Nearly one in four workers say they don't trust their employers, according to a recent survey by the American Psychological Association. And only about half believe their employer is open and up-front with them.
In the aftermath of the Great Recession, many companies have to work harder than ever to regain trust in their organization, experts say.
"We're seeing the impact of the bad economy and all the different things organizations had to do to weather that storm," explains David W. Ballard, head of the APA's Center for Organizational Excellence in Washington, D.C. "Employees aren't quick to forget if they weren't treated well when the chips were down."
During the depths of the recession in 2009, about two-thirds of workers said their company had to take reactive steps including pay cuts or reduction in benefits, he notes. Such actions can undermine trust, particularly if the company wasn't up-front about them.
Workers reported having more trust in their company when the organization recognized employees for their contributions, provided opportunities for involvement and communicated effectively, Ballard says.
Connect: "You need connection for trust," says Judith E. Glaser, author of "Conversational Intelligence" (Bibliomotion: $27.95) and CEO of Manhattan-based Benchmark Communications Inc., which focuses on culture change within organizations.
Often leaders just "tell, sell and yell," she says. They tell employees how it's going to be and then sell them on it, and yell if they don't understand. Frequently, they fail to provide a context for why they're doing something.
"Without the context, people get frightened," says Glaser, noting leaders need to do less telling and more listening and discovering.
Ask questions: They need to talk to their people and ask more "discovery" questions -- for which they don't have answers -- enabling them to connect with their people and getting them to open up, she says.

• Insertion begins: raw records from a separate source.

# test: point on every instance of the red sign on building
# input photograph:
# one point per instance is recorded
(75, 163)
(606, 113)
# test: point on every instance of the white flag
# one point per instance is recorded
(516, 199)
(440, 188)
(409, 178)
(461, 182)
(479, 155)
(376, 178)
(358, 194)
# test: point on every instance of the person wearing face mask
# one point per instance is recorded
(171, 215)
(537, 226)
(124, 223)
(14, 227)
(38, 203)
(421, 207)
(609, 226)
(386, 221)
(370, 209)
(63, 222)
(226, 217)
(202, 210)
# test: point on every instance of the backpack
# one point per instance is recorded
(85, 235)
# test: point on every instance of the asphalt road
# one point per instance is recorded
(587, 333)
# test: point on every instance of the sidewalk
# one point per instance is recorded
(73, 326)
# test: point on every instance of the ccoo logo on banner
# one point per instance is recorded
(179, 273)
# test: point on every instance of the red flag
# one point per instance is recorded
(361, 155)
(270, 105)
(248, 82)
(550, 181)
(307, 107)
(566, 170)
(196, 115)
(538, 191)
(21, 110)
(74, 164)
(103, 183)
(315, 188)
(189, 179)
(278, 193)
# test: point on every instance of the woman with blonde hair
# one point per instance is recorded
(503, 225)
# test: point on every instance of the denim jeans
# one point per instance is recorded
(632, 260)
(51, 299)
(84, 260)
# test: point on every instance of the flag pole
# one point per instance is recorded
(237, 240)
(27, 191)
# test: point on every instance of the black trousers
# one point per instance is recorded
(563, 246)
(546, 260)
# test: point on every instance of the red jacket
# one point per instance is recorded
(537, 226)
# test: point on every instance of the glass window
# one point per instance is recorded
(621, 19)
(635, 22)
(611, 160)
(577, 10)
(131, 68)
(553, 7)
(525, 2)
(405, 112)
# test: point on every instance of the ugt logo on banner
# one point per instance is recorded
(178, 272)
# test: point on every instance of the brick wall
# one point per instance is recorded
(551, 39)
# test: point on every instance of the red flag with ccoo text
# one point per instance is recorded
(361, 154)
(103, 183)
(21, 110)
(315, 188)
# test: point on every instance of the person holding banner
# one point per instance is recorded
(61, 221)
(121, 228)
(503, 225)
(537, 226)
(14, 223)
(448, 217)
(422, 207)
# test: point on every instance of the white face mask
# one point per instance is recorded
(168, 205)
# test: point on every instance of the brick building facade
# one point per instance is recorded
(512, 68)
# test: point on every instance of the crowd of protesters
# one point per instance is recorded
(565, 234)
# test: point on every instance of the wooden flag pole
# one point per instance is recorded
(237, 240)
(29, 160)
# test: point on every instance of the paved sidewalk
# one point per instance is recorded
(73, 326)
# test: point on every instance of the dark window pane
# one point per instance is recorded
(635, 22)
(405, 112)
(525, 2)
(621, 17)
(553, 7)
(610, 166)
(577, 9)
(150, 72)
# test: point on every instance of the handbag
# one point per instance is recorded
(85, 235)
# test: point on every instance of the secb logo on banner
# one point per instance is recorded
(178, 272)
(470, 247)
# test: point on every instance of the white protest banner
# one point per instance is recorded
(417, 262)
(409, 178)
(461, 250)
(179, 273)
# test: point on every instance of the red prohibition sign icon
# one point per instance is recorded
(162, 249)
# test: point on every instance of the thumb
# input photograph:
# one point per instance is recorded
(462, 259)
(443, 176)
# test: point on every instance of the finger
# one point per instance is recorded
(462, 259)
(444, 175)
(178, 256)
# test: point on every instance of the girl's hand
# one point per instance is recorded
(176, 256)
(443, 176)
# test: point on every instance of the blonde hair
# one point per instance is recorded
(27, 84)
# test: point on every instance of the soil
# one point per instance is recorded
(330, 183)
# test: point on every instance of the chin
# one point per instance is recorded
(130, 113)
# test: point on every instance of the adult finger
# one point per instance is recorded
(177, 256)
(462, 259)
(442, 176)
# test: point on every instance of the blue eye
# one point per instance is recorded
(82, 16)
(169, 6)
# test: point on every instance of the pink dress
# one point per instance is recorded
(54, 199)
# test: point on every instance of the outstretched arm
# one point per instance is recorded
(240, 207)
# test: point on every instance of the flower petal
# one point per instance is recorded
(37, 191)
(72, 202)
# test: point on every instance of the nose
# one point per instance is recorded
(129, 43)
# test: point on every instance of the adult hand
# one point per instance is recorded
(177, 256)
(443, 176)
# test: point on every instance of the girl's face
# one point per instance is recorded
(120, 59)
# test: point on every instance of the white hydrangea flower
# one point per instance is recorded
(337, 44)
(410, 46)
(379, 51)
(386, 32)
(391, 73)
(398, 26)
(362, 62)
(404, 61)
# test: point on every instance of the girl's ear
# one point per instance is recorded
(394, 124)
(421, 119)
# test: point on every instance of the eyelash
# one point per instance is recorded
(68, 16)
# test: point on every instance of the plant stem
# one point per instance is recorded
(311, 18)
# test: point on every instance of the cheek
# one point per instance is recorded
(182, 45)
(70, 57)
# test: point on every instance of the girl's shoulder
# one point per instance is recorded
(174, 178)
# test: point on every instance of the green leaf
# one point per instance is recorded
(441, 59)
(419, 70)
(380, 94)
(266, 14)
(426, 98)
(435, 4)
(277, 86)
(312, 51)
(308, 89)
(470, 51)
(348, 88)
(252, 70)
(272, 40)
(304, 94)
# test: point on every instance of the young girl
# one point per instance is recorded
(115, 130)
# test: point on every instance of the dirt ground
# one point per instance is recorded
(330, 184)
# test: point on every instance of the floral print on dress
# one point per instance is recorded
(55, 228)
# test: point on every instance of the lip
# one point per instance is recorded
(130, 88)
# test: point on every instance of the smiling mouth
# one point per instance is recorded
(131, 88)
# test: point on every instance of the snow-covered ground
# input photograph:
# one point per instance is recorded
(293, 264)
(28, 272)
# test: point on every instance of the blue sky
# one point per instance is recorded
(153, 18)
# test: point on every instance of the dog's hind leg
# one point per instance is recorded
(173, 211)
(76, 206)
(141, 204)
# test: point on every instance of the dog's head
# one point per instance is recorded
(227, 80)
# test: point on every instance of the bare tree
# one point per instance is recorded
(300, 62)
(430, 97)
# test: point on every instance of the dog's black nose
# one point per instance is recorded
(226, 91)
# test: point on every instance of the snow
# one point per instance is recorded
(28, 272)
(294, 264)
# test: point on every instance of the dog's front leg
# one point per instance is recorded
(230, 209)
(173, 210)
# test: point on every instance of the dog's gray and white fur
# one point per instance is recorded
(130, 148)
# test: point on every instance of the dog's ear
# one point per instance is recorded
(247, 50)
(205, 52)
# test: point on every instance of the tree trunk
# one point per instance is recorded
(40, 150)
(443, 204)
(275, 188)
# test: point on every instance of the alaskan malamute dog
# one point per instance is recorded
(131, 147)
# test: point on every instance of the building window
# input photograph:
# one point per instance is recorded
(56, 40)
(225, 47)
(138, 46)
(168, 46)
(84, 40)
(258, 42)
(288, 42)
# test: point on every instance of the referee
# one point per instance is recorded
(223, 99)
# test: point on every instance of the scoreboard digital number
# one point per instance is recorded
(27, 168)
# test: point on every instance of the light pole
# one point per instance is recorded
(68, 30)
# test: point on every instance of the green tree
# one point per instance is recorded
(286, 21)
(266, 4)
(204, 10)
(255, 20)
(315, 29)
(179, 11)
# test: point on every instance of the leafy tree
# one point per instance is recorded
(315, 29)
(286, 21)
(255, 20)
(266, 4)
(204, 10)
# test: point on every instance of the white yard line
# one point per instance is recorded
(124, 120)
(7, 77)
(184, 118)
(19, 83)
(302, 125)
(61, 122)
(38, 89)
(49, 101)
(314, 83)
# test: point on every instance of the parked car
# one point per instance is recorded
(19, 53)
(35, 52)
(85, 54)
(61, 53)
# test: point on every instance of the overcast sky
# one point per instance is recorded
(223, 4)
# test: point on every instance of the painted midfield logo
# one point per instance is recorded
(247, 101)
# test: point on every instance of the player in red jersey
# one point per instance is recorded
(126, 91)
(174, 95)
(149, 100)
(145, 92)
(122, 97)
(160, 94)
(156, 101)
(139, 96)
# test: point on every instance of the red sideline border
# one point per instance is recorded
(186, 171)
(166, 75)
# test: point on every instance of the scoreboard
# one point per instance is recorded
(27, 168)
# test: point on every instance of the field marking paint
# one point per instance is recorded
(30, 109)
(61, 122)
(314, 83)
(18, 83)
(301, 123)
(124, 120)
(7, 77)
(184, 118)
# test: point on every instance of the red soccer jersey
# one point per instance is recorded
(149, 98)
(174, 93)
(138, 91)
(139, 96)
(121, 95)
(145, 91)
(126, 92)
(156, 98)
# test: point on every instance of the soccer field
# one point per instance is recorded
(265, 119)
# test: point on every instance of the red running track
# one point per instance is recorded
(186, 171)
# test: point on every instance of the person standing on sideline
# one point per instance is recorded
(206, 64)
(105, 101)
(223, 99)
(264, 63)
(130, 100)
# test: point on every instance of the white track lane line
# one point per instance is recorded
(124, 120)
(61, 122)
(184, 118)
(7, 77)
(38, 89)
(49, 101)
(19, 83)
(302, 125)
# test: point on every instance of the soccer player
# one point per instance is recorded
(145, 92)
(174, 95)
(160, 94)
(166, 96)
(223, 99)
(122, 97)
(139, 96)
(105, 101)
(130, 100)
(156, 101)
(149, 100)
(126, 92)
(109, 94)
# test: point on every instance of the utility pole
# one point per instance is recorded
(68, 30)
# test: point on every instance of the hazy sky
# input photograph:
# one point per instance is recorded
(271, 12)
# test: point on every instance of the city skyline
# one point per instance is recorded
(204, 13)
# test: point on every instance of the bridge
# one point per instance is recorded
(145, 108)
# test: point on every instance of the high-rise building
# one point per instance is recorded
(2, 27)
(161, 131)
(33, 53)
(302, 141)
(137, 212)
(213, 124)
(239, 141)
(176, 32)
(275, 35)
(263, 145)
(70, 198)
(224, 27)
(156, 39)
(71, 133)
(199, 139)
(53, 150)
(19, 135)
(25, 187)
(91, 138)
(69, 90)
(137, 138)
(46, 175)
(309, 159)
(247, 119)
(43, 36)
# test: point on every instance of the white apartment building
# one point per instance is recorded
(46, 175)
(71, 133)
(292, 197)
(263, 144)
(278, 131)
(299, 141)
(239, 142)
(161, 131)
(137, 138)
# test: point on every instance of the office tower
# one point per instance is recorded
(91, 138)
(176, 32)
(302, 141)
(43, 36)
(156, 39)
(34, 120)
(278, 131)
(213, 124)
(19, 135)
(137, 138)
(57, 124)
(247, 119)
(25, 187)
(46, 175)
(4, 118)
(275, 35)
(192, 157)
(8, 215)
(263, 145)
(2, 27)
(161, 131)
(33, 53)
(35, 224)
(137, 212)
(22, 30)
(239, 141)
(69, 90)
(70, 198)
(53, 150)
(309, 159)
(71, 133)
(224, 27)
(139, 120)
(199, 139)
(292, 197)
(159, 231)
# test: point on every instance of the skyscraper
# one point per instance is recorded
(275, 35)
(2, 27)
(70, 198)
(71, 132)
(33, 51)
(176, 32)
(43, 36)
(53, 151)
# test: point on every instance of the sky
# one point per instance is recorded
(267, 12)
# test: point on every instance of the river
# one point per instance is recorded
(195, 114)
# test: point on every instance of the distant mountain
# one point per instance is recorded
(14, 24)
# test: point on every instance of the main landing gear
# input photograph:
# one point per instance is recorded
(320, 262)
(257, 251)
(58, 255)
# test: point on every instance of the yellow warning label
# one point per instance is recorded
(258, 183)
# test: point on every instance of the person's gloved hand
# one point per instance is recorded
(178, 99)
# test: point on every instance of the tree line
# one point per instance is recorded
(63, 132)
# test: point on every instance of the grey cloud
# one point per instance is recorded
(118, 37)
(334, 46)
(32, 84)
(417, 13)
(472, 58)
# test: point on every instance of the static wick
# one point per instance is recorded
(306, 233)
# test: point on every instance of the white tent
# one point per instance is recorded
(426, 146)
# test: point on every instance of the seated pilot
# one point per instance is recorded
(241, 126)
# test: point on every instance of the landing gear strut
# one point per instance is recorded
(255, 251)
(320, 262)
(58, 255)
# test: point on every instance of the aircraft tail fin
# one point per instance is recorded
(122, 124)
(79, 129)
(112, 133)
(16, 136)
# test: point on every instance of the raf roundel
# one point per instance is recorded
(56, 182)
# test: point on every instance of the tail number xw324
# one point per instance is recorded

Ask questions like 'What would it take to bring us together on an idea?' or 'What are some assumptions you have that you've never shared before?' Glaser says.
Identify problems: If there are trust issues within your organization, try to identify where the trust is broken, suggests Siobhan Murphy, executive coach at The Quest Connection, a Bay Shore-based leadership development firm.
Sometimes it's individual bosses that are the problem, while other times the problem may be broader, she notes.
Look for a targeted solution, she suggests. Ask: "Do we have policies and procedures, and are they implemented across the board?" "Are people treated fairly?" "Do we listen to our people?"
Take simple actions that don't cost a lot but go a long way. "One is a simple acknowledgment like a thank-you," Murphy says. "Acknowledgment is a fundamental humanneed, and when that need is met it's easier to trust."
Also ask whether company leaders "walk the talk," she says. For instance, if the organization says it values professional development but doesn't make the time or budget available for it, that can undermine trust, Murphy notes.
Don't let situations fester, advises Rob Basso, president of Advantage Payroll Services, a Freeport payroll processing and human resources provider, and author of "The Everyday Entrepreneur" (Wiley; $24.95). Work through it with the parties involved; don't pretend it's not happening, he suggests.
Stand behind decisions your employees make even if they're not the decisions you'd make, Basso says. Show them you trust them and their abilities.
And give employees opportunities to be heard, he says. Advantage holds weekly sales meetings, monthly all-staff meetings and biweekly management meetings.
"People aren't afraid to speak up when they know their voice will be heard," he says.